How to sample rows from a dataframe?


#1

Hello.

I’ve created a dataframe by reading a very long csv file.

Now I would like to create another smaller dataframe with the same columns but with a few rows sampled randomly (without replacement) from the original.

Say we have this toy example and we want to create a new one with 3 rows. I’ve tried several alternatives.

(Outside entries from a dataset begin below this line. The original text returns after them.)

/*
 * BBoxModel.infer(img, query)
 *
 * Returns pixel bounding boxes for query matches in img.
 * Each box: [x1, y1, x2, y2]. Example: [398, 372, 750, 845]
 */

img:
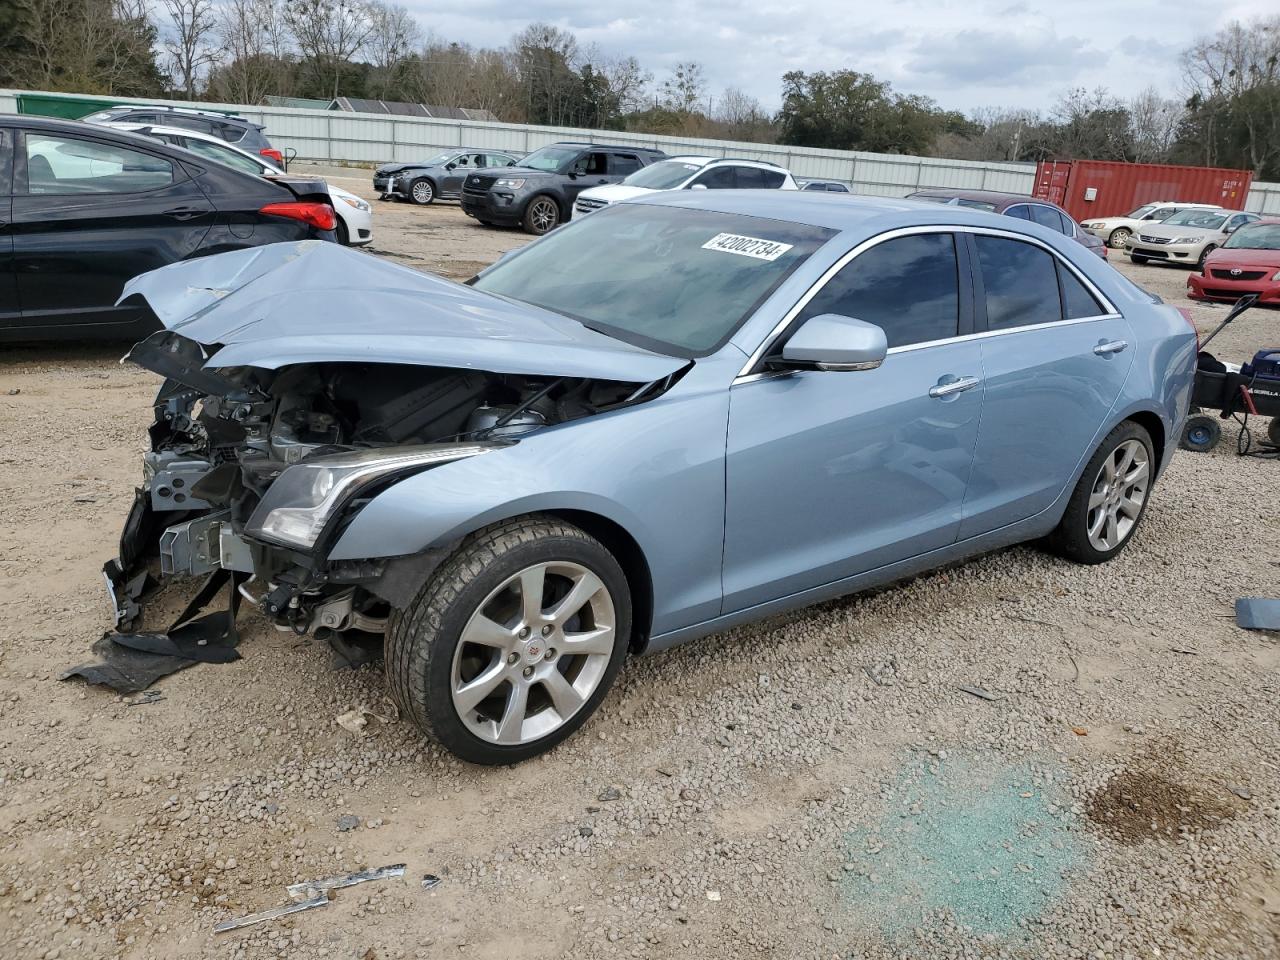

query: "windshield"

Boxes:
[419, 152, 456, 167]
[472, 204, 835, 355]
[1224, 223, 1280, 250]
[515, 146, 579, 173]
[1163, 209, 1227, 229]
[1126, 204, 1157, 219]
[623, 160, 702, 189]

myDF = DataFrame(A = 1:10, B = 21:30)
sample(myDF, 3)                   # doesn't work
rand(myDF, 3)                     # doesn't work
randsubseq(myDF, 3)               # doesn't work
myDF[sample(1:10,3),:]          # doesn't work
myDF[rand(1:(size(myDF,1)),3),:]            # it works 
newDF = myDF[rand(1:(size(myDF,1)),3),:] 
3×2 DataFrame
│ Row │ A     │ B     │
│     │ Int64 │ Int64 │
├─────┼───────┼───────┤
│ 1   │ 2     │ 9     │
│ 2   │ 4     │ 7     │
│ 3   │ 10    │ 1     │

Is it the best way to do it?
How do you do it?


#2

You can use StatsBase.sample to sample without replacement, and (optionally) keep the order:

using StatsBase, DataFrames
myDF = DataFrame(A = 1:10, B = 21:30)
myDF[sample(axes(myDF, 1), 3; replace = false, ordered = true), :]

#3

And if you original DataFrame would be large (like millions of rows and hundreds of columns) you can use view(myDF, rows, :), where rows is the result from sample as @Tamas_Papp explained.